Armed with 50 grams of food in viscera, authorities deny starvation death

[This is an AHRC Statement.]
[Srikant Dixit. Photo from Sudhir Mishra's Facebook Post]
Srikant Dixit, a 40-year-old farmer did not die of hunger, claim authorities in Uttar Pradesh.
These authorities base their conclusion on the post-mortem report, which states that there was 50 grams of food in the man’s stomach. Yes, for authorities, finding 50 grams of food in the stomach of a man starving for 12 days is enough to refute a starvation death. This is despite the likely possibility that the deceased’s aged mother, who had been begging for wheat flour, fed it to her son with water in her last ditch attempt to make him survive.
Authorities find they have to deny starvation deaths, as the state government holds the District Magistrate responsible for any starvation causality. Ironically, no District Magistrate in the state, and perhaps in whole country, has ever been penalized for starvation deaths. The reason behind this is simple. Forget statistics proving otherwise, from those of government agencies, the United Nations, or other watchdogs, no one dies of hunger in India according to local officials.

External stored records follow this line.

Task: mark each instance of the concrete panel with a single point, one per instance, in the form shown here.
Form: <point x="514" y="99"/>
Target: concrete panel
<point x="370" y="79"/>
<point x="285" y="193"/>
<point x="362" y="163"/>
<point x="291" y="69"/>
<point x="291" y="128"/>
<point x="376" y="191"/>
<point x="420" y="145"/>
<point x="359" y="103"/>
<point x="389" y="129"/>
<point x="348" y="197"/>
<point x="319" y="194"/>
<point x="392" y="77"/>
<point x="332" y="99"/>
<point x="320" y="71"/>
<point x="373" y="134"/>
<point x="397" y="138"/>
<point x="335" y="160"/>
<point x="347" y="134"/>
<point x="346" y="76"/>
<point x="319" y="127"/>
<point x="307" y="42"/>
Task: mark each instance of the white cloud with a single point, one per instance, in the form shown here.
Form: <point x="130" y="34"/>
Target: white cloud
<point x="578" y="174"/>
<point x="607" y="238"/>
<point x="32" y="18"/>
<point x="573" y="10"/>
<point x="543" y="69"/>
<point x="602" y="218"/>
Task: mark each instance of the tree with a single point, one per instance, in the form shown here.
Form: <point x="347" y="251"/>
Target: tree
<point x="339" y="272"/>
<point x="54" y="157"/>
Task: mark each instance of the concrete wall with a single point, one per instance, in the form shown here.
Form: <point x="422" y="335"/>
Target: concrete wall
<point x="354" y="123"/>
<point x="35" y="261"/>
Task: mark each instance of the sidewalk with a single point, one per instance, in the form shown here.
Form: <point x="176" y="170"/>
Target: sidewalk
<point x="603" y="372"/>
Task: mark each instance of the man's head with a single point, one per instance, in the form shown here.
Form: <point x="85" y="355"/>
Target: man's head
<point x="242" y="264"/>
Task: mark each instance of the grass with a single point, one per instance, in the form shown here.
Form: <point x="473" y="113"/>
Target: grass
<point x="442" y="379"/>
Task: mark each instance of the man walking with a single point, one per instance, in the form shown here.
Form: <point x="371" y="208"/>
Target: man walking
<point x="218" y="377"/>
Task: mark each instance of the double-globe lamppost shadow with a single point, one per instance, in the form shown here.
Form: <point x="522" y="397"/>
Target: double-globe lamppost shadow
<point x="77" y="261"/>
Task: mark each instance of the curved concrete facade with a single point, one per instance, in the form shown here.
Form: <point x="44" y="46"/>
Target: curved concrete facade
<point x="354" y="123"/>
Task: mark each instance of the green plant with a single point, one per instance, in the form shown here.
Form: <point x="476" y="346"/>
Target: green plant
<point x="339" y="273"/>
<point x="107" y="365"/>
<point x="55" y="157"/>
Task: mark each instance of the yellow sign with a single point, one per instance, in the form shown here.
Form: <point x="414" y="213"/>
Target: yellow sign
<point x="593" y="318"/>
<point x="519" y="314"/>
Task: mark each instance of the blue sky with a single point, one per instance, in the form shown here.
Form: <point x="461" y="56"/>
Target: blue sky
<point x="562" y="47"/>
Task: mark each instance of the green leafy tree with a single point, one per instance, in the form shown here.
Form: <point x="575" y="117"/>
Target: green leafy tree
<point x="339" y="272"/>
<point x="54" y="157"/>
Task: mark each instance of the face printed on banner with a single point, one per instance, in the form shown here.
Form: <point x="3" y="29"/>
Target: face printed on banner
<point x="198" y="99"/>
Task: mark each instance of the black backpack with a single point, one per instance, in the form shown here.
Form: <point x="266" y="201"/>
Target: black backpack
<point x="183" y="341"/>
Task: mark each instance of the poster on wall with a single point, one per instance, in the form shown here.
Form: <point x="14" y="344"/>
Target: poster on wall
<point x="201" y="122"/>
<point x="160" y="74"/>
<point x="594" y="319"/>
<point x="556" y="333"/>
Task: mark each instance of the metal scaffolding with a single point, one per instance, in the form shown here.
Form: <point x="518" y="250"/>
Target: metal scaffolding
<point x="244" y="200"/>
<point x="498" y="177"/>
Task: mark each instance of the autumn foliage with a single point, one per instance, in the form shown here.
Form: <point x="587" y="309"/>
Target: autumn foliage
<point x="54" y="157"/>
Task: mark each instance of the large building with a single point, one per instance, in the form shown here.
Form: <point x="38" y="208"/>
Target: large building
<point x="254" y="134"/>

Local officials always find, in fact, invent, reasons other than hunger for such deaths. They may list the cause as diarrhea, for children of the indigenous communities in Madhya Pradesh that starved to death. It might be tuberculosis for the middle-aged and elderly people, from rickshaw pullers in metropolitan cities to destitute elderly singles in villages. Thankfully, for the authorities, the list of such diseases to attribute the cause of death is endless.
So, what if the Constitution of India, which these authorities are obligated to uphold, guarantees right to life with dignity to every single citizen, be s/he rich or poor. Guaranteeing a right is meaningless unless there are institutions to implement and monitor the implementation of these guarantees on the ground. The Indian authorities can happily bank upon the double delight of the absence of any such institutions, coupled with a rotten, farcical, and dysfunctional justice system that virtually never penalizes violation of constitutional guarantees.
Think about it: there is no dearth of government welfare schemes to help people like Srikant Dixit. But not a single one of these schemes reached him in his Pakariya Village under Asaundra Tehsil of Barabanki District when he needed them the most. His family was not categorised as Below Poverty Line, which would have entitled it subsidised rations, which in turn could have saved him. He did not have any job card under Mahatma Gandhi National Rural Employment Guarantee Act (MNREGA), which would have entitled him to at least 100 days of work a year either.
He survived as a daily wage labour working odd jobs he got, if any. And, like all such workers, he had nothing to fall back upon if he fell ill, as the welfare schemes are all in paper on some official’s desk, and not in his village. He might have thought of registering a complaint, seeking redress, but then there are no such places for the poor in India. The courts take decades to adjudicate murders; they have no any time for someone seeking a ration card that he needed! Even if there were such a court by some miracle, he would not be able to afford an advocate, for the very same reason he needed the BPL ration card!
Srikant did not die in a day; no one does. The people and authorities around would not have been unaware; every village in Uttar Pradesh has at least three authorities: an elected village chief, and a village secretary, and revenue clerk from local administration. They would have known and should have intervened. They are obligated to do that. They did not. The very fact that the death occurred despite them being around speaks about how institutions work.
Sadly, this is not the story of just one man. It is the collective collapse of a system that first fails to protect the citizens and then denies the failure with impunity: no one is fired, no one gets penalised, and no redress offered to victims.
Until both the people of the nation and its authorities can look at the reality around them the way it is, and call a starvation death a starvation death, all manners of perverse actions will abound. The day the nation and its people are able to see reality as it is, they will not be able to ignore how their institutions and, in particular, their justice institutions, are generating utter misery. That will be the beginning of the end of dysfunctional institutions and authorities that work against the people, spinning blatant lies as gospel truth.